Необходимо отметить, что С. Алексиевич занимает несколько иные позиции по отношению к воспоминаниям своих героев. Первоначальную задачу собственного творчества она
видит в том, чтобы «честно записать услышанное». Избегая открытых вторжений в рассказы
своих героев, она организует повествовательную структуру таким образом, что каждая
включенная исповедь раскрывает определенную грань авторского замысла. Но, говоря об
авторской «точке зрения», мы имеем в виду не систему авторского мировосприятия вообще,
а ту точку зрения, которую он выражает композиционной организацией книги. И в связи с
этим каждый образ, каждую деталь в книгах С. Алексиевич необходимо рассматривать в
двух ценностных контекстах: в контексте жизни героя, для которого воспоминания прошлого определили всю его дальнейшую судьбу, и в контексте замысла всей книги, в этом плане
все содержание книги подчинено авторским задачам. Повествование от первого лица воспринимается читателями прежде всего как доказательство подлинности. А «живой» манере
повествования противопоставляется строгая внутренняя композиционная организация произведений.
Таким образом, можно говорить о том, что в новой документальной литературе понятие авторской активности включает в себя новый, более глубокий способ постижения исторического события. Авторы отказываются от поверхностных наблюдений и традиционных
версий и направляют свои усилия на поиск человеческих открытий, жестоких и необходимых, совершенных в пределах человеческой индивидуальности. Масштаб исторического события в рамках нового документального жанра определяется личным опытом, судьбами конкретных людей.
Книги С. Алексиевич, несмотря на коллективный опыт, положенный в основу повествования, имеют одного автора, взявшего на себя весь груз ответственности за созданные
произведения. Одна из загадок ее творчества, по мнению Л. Аннинского, состоит в обновлении понятия авторства: «От повести к повести всесветная слава писательницы растет, меж
тем как тексты ее на девяносто девять процентов принадлежат другим людям» [2, с.8].

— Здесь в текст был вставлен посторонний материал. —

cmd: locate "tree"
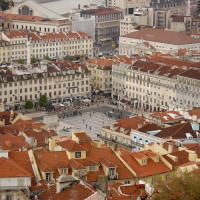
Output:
[153,170,200,200]
[38,95,48,107]
[24,100,33,109]
[44,55,51,60]
[68,56,76,61]
[17,59,25,64]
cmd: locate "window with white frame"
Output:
[75,151,81,158]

С. Алексиевич стремится сохранить на страницах книг имена и фамилии своих героев, даже
в том случае, когда они сами настаивают на «тайне имени», тем самым подчеркивает значение подлинности человеческого документа. Но в процессе художественного построения, она
преобразует эти документы, одновременно делая ставку не на фактическую точность, а на
подлинность чувств и эмоций. Более того, в своих интервью С. Алексиевич неоднократно
подчеркивала, что человеческие голоса являются средством выражения ее собственного, авторского, мировосприятия. В первой своей книге «У войны – не женское лицо…»
С. Алексиевич отмечает, что накопленные воспоминания невольно переключают ее собственное сознание на нормы и этические оценки того времени. Происходит совмещение не
только временных позиций, но и повествовательных позиций автора и героя: «Я живу теперь
как бы в двух поколениях – в том, что было молодо в сорок первом и в своем, кому двадцать
и тридцать сейчас. Ношу в своем сознании две реальности, два человеческих мира, которые
пересекаются и расходятся, поочередно укрупняются или уменьшаются, сливаются воедино.

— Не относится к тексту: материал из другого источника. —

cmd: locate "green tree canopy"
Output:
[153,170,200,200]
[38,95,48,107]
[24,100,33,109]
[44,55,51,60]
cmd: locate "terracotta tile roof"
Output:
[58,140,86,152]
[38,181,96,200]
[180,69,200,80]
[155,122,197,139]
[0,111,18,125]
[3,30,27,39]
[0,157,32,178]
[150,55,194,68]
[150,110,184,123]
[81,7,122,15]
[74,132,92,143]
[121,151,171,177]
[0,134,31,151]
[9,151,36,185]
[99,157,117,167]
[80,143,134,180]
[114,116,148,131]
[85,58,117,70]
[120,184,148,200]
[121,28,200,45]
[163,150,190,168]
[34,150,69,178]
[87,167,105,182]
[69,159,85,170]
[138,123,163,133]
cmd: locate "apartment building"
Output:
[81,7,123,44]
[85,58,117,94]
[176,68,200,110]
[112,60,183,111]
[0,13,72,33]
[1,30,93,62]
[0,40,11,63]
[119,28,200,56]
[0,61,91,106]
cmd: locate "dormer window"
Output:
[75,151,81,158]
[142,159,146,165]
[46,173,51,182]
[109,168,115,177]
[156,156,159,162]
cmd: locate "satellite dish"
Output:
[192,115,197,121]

Моя память – это уже их память. Их память – моя память» [3, с.146]. Итак, «подключив»
свою память к памяти народной, приняв в себя этот страшный опыт, она имеет право на некоторый субъективизм в определении собственной роли в творческом процессе: это «образ
моего времени», это история моей страны, как я ее себе представляю.

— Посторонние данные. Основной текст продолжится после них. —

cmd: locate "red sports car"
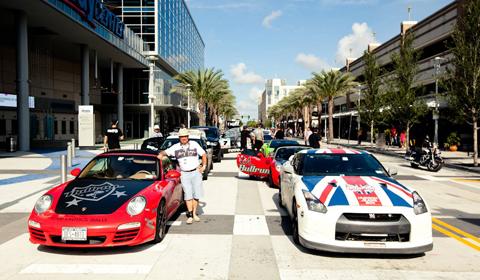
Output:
[237,149,272,178]
[268,145,312,188]
[28,151,183,247]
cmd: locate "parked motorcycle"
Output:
[405,141,445,172]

Предшествовавшие произведениям С. Алексиевич опыты и в белорусской, и в русской литературе были результатом совместных творческих усилий, предполагавших существование единого творческого замысла, определявшего их совместную работу. Данный аспект выводит на передний план содержание книг, составленное из монологов людейсвидетелей, людей-документов. Признавая собственное бессилие и немоту перед их знанием
и судьбой, авторы скромно определяли собственные задачи. Так, в книге «Я из огненной деревни…» А.Адамович, Я.Брыль, В.Колесник пишут: «Свою задачу мы видели в том, чтобы
сберечь, удержать, как «плазму», невыносимую температуру человеческой боли, недоумения, гнева, которые не только в словах, но и в голосе, в глазах, на лице, удержать все то, что,
как воздух, окружает человека, который рассказывал нам, а теперь, со страниц книги, обращается к читателю…» [4, с.5]. А.Адамович, Д.Гранин в «Блокадной книге» сходным образом
говорят о своих творческих установках: «Свою авторскую задачу и роль мы видели в том,
чтобы дать ленинградцам возможность встретиться друг с другом на страницах нашей работы, в главах блокадной книги. У этих сотен столь разных людей судьба одна – ленинградская, блокадная» [5, с.8-9]. Таким образом, авторы книг «Я из огненной деревни…» и «Блокадная книга» в своей работе больше ориентированы на объективность воспроизведения, которая проявляется в предоставлении своим героям возможности высказаться, чтобы воссоздать их образы, максимально сохранив особенности речи, манеру говорения.
В книге «Я из огненной деревни…» в большинстве случаев создается полноценный
образ рассказчика, который предшествует его монологу. Авторы не пользуются развернутыми описаниями или подробными характеристиками, но, отмечая индивидуальные внешние
особенности или сохраняя «стиль» живого разговора, формируют в сознании читателей яркий, запоминающийся образ человека, повествующего о том страшном опыте, которым владеет его душа: «Рассказывает Барбарка, шестидесятилетняя Барбара Адамовна Слесарчук.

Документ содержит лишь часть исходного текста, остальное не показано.